Mr Howard spent $4221 in domestic airfares in the first six months of the year, as well as $2117 on Com Car trips and $8928 for a private vehicle.
His family spent $1239 in domestic travel. He claimed another $1184 for staff travel.
Mr Howard’s office cost $126,956 for the first six months of the year, along with $1581 in office admin and consumables.
He spent $4026 on publications and newspaper subscriptions, and a total $2120 on communications.
That comes to a total $152,372 in expenses for the first half of the year.
It’s on top of his pension, reportedly $250,000 a year.
Mr Keating charged $771.29 for domestic airfares and $3733 on Com Car trips in the first six months of the year.
Mr Keating’s office cost $65,138 between January and June, plus $748 on admin and $486 on consumables.
He spent $1985 on telecommunications, as well as $824 on employee travel costs.
That’s a total $73,685 in six months, on top of his annual pension.
Mr Hawke claimed $7711.48 on domestic airfares between January and June this year.
Another $1272 went on Com Car trips, while his private vehicle cost $7037 over the six months.
Mr Hawke’s office facilities cost taxpayers $67,764, plus just $94 on office administrative costs.
He spent $1884 on newspaper subscriptions and $1684 on telecommunications.
A staffer flew within Australia at a cost of $4096.
It means Mr Hawke’s total claimed expenses for the first six months of the year was $91,542.
Life Gold Pass
It was under Mr Turnbull’s leadership that the controversial Life Gold Pass was drastically scaled back, closing it to any new parliamentarian who does not become Prime Minister.

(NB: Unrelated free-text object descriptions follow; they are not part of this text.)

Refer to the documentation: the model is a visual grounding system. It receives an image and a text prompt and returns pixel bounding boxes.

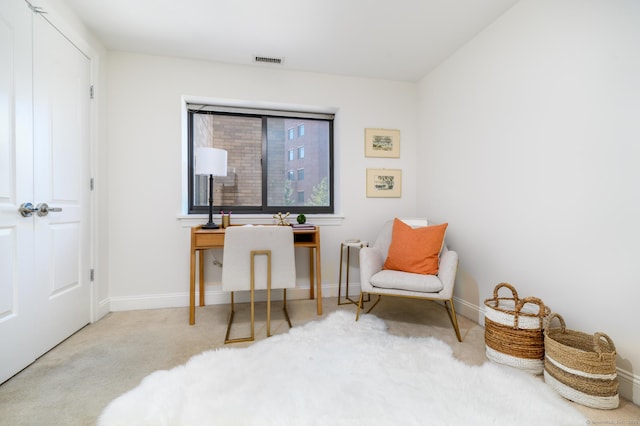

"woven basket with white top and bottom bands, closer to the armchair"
[484,283,550,375]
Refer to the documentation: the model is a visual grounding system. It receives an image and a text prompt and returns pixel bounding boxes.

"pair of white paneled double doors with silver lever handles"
[0,0,90,383]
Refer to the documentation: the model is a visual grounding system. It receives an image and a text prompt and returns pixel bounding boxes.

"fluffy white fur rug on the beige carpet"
[98,311,586,426]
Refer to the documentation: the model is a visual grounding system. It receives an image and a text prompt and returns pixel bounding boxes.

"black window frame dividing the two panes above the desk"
[186,103,336,215]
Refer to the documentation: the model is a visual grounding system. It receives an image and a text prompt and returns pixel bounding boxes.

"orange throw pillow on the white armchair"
[383,218,448,275]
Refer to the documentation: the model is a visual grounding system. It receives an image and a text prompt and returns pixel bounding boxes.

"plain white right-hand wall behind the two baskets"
[417,0,640,403]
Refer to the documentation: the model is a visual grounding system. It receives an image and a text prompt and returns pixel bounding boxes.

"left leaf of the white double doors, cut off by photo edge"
[0,0,37,383]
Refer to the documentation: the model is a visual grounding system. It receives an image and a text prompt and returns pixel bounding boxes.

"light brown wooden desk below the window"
[189,225,322,325]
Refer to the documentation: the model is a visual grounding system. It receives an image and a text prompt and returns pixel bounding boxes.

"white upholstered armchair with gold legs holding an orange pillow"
[356,219,462,342]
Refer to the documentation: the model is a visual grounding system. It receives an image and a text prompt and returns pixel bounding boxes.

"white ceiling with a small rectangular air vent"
[57,0,518,81]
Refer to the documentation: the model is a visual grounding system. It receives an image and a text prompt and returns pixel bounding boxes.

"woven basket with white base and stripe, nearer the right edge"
[544,314,620,410]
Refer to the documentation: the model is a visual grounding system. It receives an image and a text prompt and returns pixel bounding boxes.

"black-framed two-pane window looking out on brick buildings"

The perk previously allowed all retired MPs free business class travel within Australia.
Under the current rules, former PMs can take up to 30 domestic return trips a year.

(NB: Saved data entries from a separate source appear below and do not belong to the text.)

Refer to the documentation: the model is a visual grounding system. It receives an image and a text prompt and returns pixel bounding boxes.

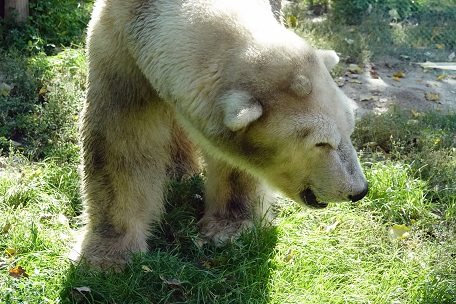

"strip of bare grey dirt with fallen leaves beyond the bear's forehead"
[336,60,456,115]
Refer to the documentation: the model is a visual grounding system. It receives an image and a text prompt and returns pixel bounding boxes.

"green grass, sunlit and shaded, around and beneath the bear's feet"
[0,152,456,303]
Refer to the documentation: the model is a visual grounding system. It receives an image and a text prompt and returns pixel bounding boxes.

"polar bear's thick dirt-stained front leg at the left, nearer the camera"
[79,101,171,269]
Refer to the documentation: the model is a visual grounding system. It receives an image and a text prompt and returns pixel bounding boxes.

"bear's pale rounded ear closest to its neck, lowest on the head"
[220,90,263,131]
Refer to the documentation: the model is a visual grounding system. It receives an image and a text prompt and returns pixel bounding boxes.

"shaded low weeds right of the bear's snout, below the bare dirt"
[353,109,456,204]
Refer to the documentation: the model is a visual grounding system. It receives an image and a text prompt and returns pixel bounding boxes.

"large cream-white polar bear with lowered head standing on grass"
[80,0,367,267]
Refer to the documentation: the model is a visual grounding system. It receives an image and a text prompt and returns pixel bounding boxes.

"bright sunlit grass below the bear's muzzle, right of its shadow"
[271,200,456,303]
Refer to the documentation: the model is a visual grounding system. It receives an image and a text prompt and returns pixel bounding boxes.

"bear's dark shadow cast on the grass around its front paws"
[57,177,277,303]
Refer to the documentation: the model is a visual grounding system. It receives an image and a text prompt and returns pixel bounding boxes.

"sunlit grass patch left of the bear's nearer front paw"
[0,156,78,303]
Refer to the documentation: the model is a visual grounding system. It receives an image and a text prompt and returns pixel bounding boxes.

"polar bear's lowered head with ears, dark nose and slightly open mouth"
[211,40,368,208]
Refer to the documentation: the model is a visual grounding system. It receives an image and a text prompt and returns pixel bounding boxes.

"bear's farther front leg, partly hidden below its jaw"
[199,155,274,244]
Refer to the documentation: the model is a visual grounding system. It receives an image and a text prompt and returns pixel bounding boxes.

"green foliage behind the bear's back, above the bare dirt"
[285,0,456,63]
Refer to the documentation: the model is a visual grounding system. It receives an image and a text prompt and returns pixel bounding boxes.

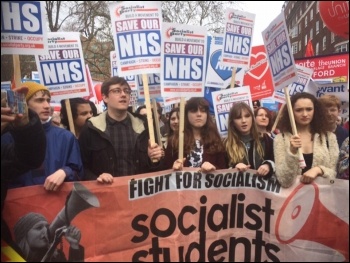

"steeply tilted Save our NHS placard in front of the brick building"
[262,12,298,90]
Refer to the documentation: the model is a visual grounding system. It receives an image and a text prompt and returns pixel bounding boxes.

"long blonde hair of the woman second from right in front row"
[224,102,264,163]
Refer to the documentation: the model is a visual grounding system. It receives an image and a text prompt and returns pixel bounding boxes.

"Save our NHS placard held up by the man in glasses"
[109,1,162,76]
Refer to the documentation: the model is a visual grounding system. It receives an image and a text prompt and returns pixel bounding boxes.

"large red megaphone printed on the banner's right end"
[275,183,349,262]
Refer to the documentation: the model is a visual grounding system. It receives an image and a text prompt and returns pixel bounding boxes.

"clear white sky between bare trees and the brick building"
[240,1,284,46]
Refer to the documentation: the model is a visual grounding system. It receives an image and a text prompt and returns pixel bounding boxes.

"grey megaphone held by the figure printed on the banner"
[49,182,100,240]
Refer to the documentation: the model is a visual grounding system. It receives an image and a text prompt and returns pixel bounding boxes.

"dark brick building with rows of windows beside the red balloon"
[282,1,349,59]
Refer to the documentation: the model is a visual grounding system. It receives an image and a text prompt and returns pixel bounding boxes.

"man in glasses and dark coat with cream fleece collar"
[79,76,162,184]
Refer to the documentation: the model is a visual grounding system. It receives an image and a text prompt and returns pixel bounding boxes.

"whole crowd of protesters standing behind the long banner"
[1,77,349,262]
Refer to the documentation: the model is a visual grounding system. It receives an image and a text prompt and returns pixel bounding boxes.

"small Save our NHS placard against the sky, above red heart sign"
[221,9,255,69]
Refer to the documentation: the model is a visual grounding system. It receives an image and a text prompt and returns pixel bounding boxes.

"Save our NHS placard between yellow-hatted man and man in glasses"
[35,32,89,101]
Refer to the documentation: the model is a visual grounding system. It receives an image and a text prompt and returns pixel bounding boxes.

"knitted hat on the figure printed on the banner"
[14,212,47,243]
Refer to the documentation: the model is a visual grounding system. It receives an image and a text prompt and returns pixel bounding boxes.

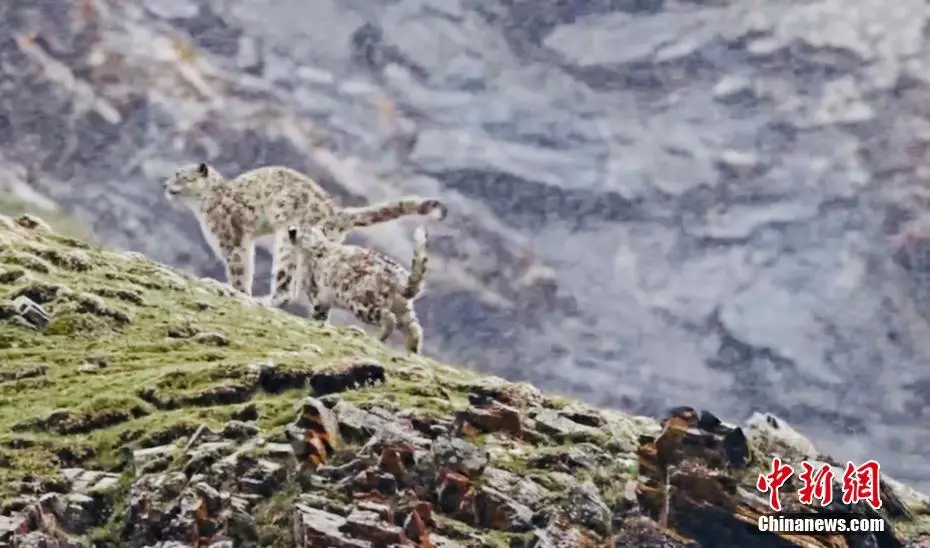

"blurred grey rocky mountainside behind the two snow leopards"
[0,0,930,485]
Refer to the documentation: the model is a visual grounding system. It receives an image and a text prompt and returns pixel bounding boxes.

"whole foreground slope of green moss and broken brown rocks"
[0,216,930,548]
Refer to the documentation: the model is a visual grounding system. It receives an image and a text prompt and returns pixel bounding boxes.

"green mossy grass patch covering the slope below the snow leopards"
[0,225,486,498]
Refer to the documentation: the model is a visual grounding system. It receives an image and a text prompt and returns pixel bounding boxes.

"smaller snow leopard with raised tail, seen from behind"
[288,223,428,354]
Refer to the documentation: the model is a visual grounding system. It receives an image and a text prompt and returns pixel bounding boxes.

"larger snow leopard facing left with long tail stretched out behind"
[164,163,446,306]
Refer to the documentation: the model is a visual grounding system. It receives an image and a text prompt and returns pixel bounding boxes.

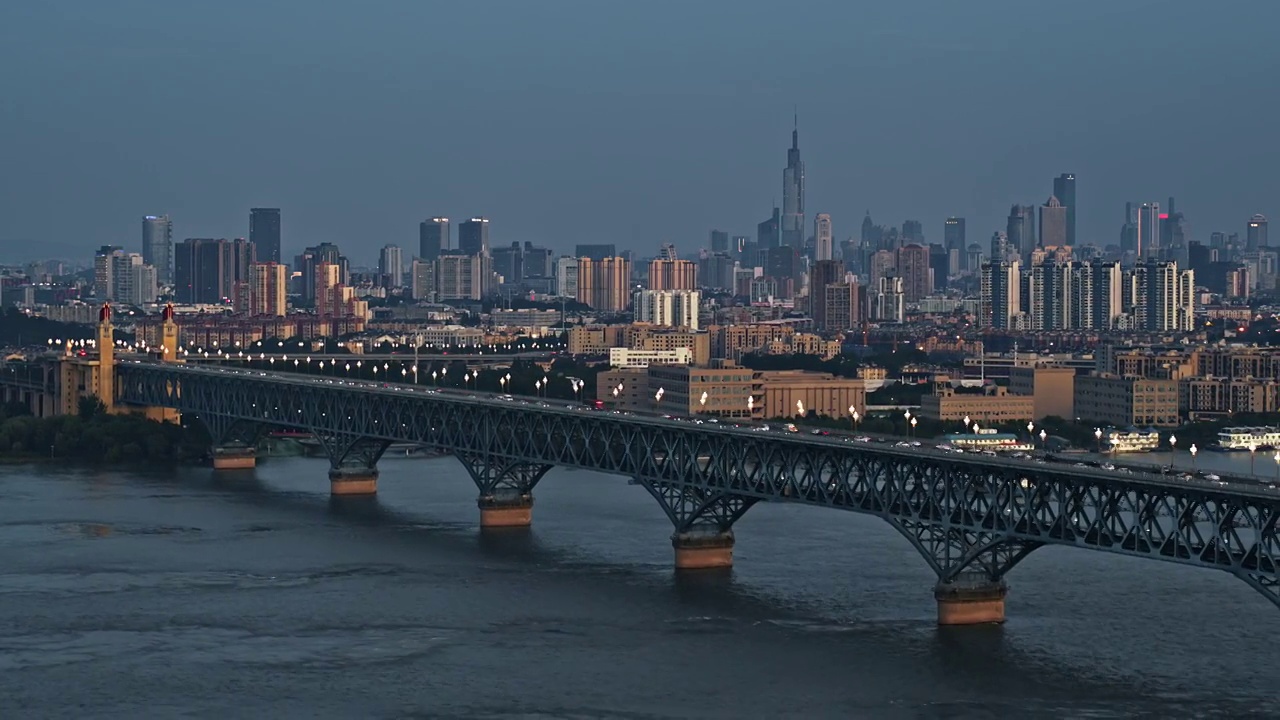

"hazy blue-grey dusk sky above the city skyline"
[0,0,1280,264]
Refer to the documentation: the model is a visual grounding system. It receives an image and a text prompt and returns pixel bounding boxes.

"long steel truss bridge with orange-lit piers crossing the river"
[107,360,1280,624]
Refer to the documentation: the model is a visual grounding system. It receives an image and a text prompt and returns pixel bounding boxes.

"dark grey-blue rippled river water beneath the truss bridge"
[0,457,1280,719]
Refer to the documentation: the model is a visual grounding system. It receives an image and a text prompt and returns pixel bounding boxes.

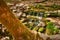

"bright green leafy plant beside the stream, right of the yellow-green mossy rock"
[46,22,59,35]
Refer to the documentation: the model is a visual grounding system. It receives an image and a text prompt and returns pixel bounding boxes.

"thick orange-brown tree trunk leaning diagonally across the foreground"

Their spouse is also allowed 20 domestic return trips a year. A surviving spouse can take up to 10 domestic return flights for five years, followed by five return trips each year thereafter.
Mr Turnbull has previously said he would not use the benefit.
MPs who left Parliament before the tightened the rules are entitled to 10 return flights a year if they were a senior office holder, or five return trips if they were a backbencher.
The trips are supposed to be for the public benefit and not for commercial or private interests.